The Millers were on the hospital’s leadership team: Leabell was a floor and operating room nurse, and Wayne was the first administrator. They were leaders in the United Church of La Jara—a yoked Presbyterian and Mennonite congregation—and members of the planning committee that established the La Jara MVS unit, which opened in 1983.
Jonathan Miller said that his parents met and married in the 1950s in La Junta, which is in southeastern Colorado. Leabell was in nurses’ training at La Junta Mennonite Hospital, and Wayne was in Mennonite Voluntary Service working as an orderly. They established a home in La Junta. In August 1962, they moved their young family west to La Jara in Conejos County to serve at the hospital.
Price said that by the 2000s, population growth and service needs shifted from La Jara to Alamosa, which is 15 miles to the north. Alamosa had become a regional hub. In the fall of 2010, local Mennonites established Anabaptist Fellowship of Alamosa to provide a spiritual home for volunteers and other residents in the area. Along with this step, a new house in Alamosa was found to replace the Miller home, which had served as the MVS unit house in La Jara since the Millers moved from the area in 1984.

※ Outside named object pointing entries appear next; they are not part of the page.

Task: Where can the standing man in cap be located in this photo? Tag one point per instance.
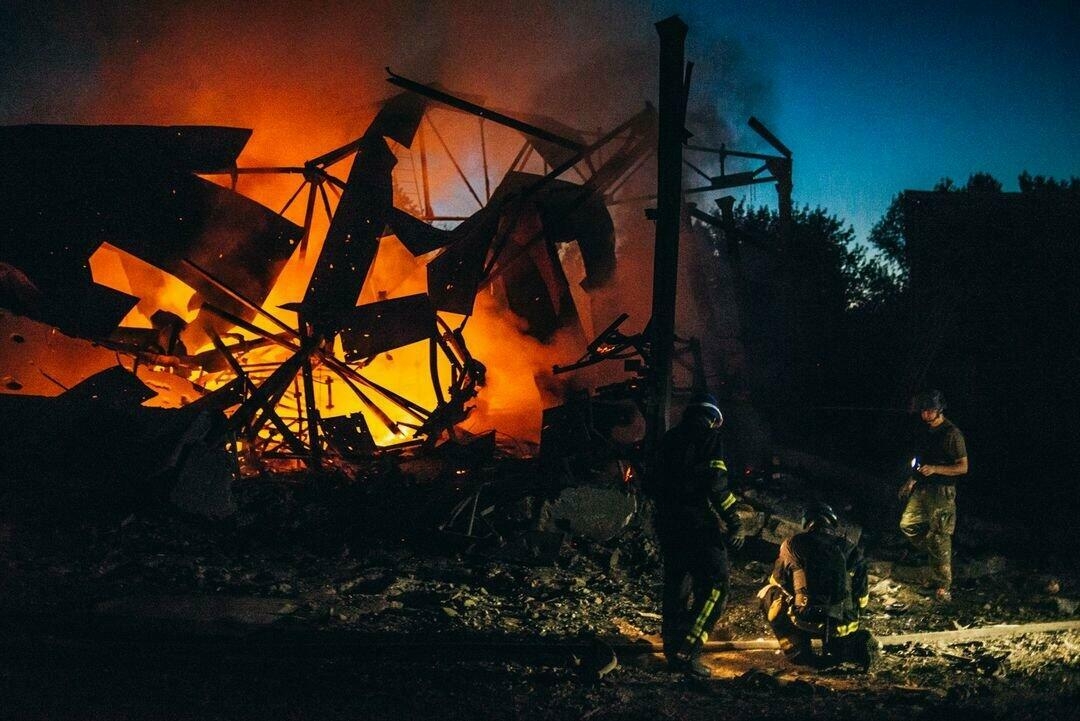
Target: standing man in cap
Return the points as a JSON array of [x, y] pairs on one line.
[[929, 518]]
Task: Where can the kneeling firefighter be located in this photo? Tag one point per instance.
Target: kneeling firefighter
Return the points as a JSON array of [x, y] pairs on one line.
[[817, 590], [690, 487]]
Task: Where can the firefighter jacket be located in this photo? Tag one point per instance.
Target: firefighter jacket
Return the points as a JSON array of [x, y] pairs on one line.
[[823, 576], [690, 481]]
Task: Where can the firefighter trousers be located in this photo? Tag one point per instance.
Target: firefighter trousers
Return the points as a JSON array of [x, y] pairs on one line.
[[694, 595], [841, 641]]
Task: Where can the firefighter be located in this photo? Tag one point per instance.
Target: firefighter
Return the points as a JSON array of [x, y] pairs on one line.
[[690, 488], [818, 590], [929, 517]]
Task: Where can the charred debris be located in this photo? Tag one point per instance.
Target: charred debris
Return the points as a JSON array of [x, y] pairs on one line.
[[232, 410]]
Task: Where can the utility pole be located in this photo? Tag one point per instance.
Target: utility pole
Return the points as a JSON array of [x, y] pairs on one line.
[[667, 216]]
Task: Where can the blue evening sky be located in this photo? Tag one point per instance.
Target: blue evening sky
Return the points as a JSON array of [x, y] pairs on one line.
[[878, 97]]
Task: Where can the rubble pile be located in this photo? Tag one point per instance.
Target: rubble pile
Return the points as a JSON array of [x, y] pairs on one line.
[[309, 556]]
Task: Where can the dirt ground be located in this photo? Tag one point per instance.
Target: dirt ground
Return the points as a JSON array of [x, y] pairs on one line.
[[289, 611]]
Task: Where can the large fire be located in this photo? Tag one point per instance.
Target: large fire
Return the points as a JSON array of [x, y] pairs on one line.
[[190, 71]]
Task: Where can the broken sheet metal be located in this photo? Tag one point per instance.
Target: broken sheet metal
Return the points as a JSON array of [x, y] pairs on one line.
[[98, 446], [378, 327], [69, 188]]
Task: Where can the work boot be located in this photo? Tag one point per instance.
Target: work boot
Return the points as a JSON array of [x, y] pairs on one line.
[[689, 666], [808, 660], [864, 650]]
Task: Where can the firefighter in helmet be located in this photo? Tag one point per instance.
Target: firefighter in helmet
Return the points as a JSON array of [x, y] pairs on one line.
[[929, 518], [817, 590], [690, 487]]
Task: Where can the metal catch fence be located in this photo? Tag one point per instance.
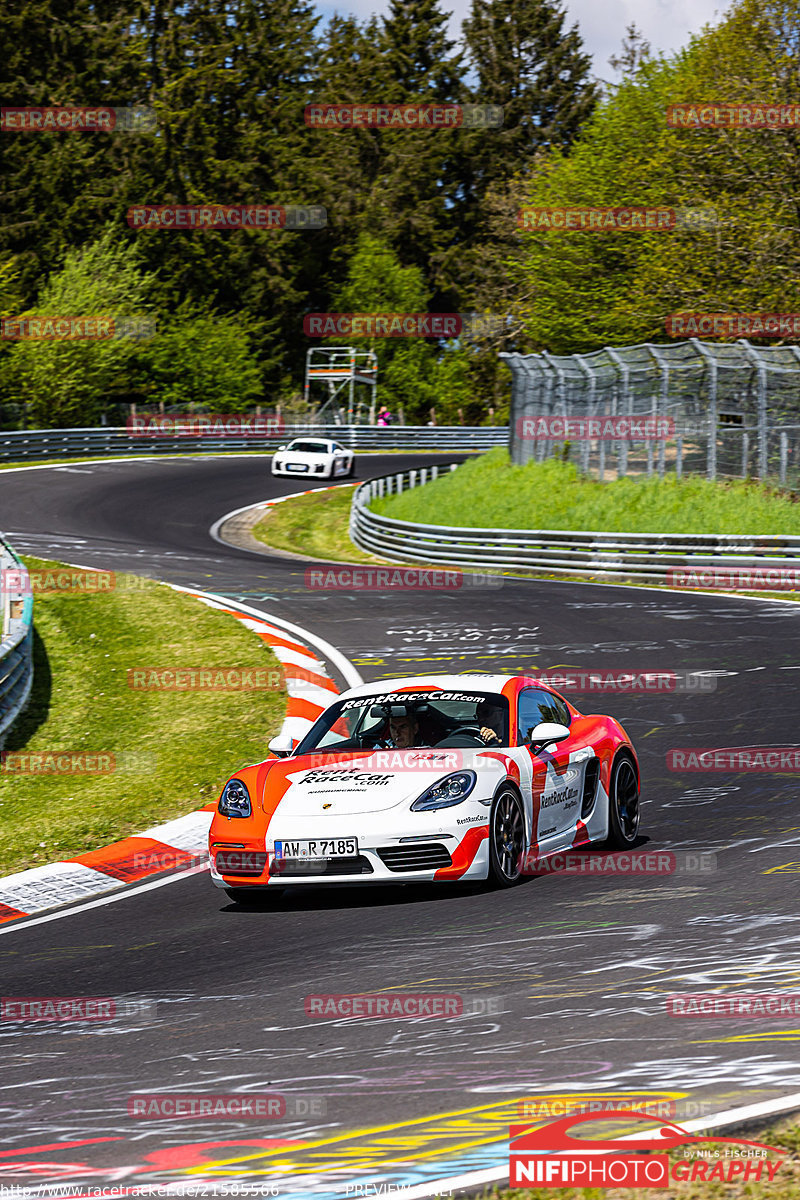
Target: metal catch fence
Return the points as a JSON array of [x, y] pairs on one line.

“If we were going to keep the voluntary service unit going, we needed to make sure that the unit was in a location where there were meaningful service efforts that matched the skills and vocational interests of our volunteers,” Price said. “We were able to find a suitable house, but our small fellowship was not in a position to purchase the house on our own.”
Anabaptist Fellowship of Alamosa, Mennonite Mission Network, and Mountain States Mennonite Conference worked together to finance the new MVS home. The purchase became possible by leveraging most of Mission Network’s equity in the Miller home, generous donations of money and labor from members of Mountain States Mennonite Conference, and a bridge loan extended by a member of the local fellowship, Price said.
“Even though we now are based in Alamosa, almost all of our volunteers serve in placement agencies that provide services throughout a six-county region. That region includes services to people who live in La Jara and its surrounding Conejos County,” Price said. While the MVS unit is no longer involved in the hospital, it addresses a variety of important services in the region, which is in the San Luis Valley, including:
- Immigrant Resource Center, a nonprofit providing legal services and adult ESL classes, citizenship exam preparation, and after-school and summer programming for children of immigrant and migrant families.
- Center for Restorative Programs, a youth-focused restorative justice nonprofit.
- Coordination of a network of foodbanks through La Puente, a local homeless shelter.
- Alamosa County Public Health Department, offering a range of health and health education services.
- Rio Grande Farm Park, a land preservation and organic farming project.
- Rio Grande Headwaters Restoration Project, a river restoration project.
“It (the $10,000 donation) is a lovely concrete thing and really does represent that the Miller home and Miller family have been a touchstone for the work of the MVS unit in this region from the initial vision on through various transitions,” Price said.
“We hope this will remove a financial load from their ongoing work, serving the people they learn to know in the valley we love,” Jonathan Miller said.